While inner-GDR debate accepted the role of the state and nationalisation, it also talked of the market, competition, individual enterprise and ways to mobilise the productivity and innovation needed by socialism. This produced the GDR’s single real economic success phase (early 1960s). Protected by the newly built Wall, it in some ways echoed Lenin’s 1920s NEP. It brought economic dynamism, and with that a cultural upsurge. However, some saw in this a challenge to the ‘leading role of the Party’. So it slowed down, and was over by the ’70s.

Which raises wider questions. If socialism had its source in the Enlightenment and the French Revolution, with democracy and the rule of law, why did it end as command/voluntarist economics, part-suspension of the rule of law and centralist control? Francis King’s fine piece on Bazarov (Socialist History 34) quotes him (1928!) criticising the way a too rapid ‘socialisation’ could weaken the ‘growth of productive forces’ (p.31).
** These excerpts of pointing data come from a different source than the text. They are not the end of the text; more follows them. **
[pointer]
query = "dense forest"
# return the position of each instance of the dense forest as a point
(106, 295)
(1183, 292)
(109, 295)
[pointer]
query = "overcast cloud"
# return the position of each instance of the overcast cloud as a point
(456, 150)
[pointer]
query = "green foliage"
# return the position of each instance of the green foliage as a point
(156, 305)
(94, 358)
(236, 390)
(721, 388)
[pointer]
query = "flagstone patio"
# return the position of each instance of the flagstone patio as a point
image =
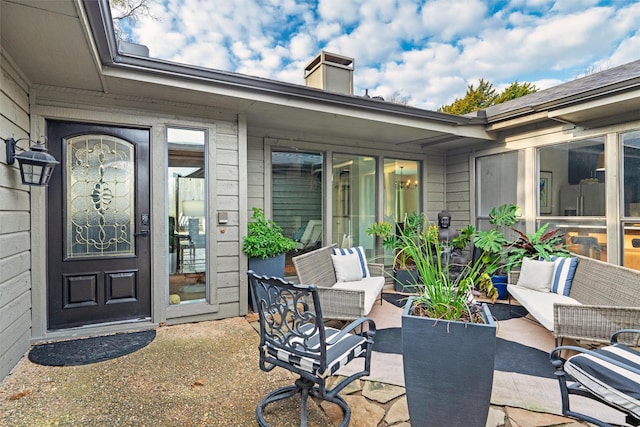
(207, 374)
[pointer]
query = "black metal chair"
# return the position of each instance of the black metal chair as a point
(610, 375)
(293, 336)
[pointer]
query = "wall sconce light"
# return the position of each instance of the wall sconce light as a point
(36, 165)
(402, 184)
(600, 165)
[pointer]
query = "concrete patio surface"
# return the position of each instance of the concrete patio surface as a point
(207, 374)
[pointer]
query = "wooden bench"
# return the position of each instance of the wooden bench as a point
(603, 299)
(339, 300)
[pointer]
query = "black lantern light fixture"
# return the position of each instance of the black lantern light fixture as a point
(36, 165)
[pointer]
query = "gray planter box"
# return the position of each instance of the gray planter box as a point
(269, 267)
(448, 369)
(404, 280)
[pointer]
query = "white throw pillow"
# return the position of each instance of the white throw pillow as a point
(536, 275)
(357, 250)
(347, 267)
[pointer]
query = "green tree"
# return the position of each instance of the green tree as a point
(485, 95)
(129, 10)
(515, 90)
(475, 99)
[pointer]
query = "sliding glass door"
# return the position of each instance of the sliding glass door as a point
(353, 197)
(297, 200)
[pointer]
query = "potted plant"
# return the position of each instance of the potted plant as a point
(265, 245)
(502, 255)
(448, 340)
(404, 274)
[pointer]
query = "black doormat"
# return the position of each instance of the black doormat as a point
(90, 350)
(396, 299)
(510, 356)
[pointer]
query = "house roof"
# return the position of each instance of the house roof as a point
(608, 96)
(70, 47)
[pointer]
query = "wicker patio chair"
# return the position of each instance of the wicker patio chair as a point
(610, 375)
(293, 336)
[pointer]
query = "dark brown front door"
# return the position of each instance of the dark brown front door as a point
(98, 225)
Is that perhaps also why GDR productivity lagged behind the West?

Another part of the same problem: Why was the Jacobin phase of the French Revolution so idealised by some on the Left, ignoring the damage it did? GDR paranoia was due to West Germany’s place in US hegemonic plans – an implicit threat, which in part explains why the GDR, in its response, became so much associated with dictatorship and repression. But the hyper-control was counter-productive.
In the end many lost faith. The GDR had idealism and a lot going for it. Yet in the end many lost faith. People won’t endlessly accept centralised bureaucracy as a way of life. And closer home, without suggesting direct similarities, are there not at least distant echoes audible in today’s UK? For instance, economics which don’t add up; people in high places serving themselves, not the community; a massive distrust towards the leadership; and to cap it, sundry bits of the ‘secret state’ keeping watch on it all. George Orwell would have smiled!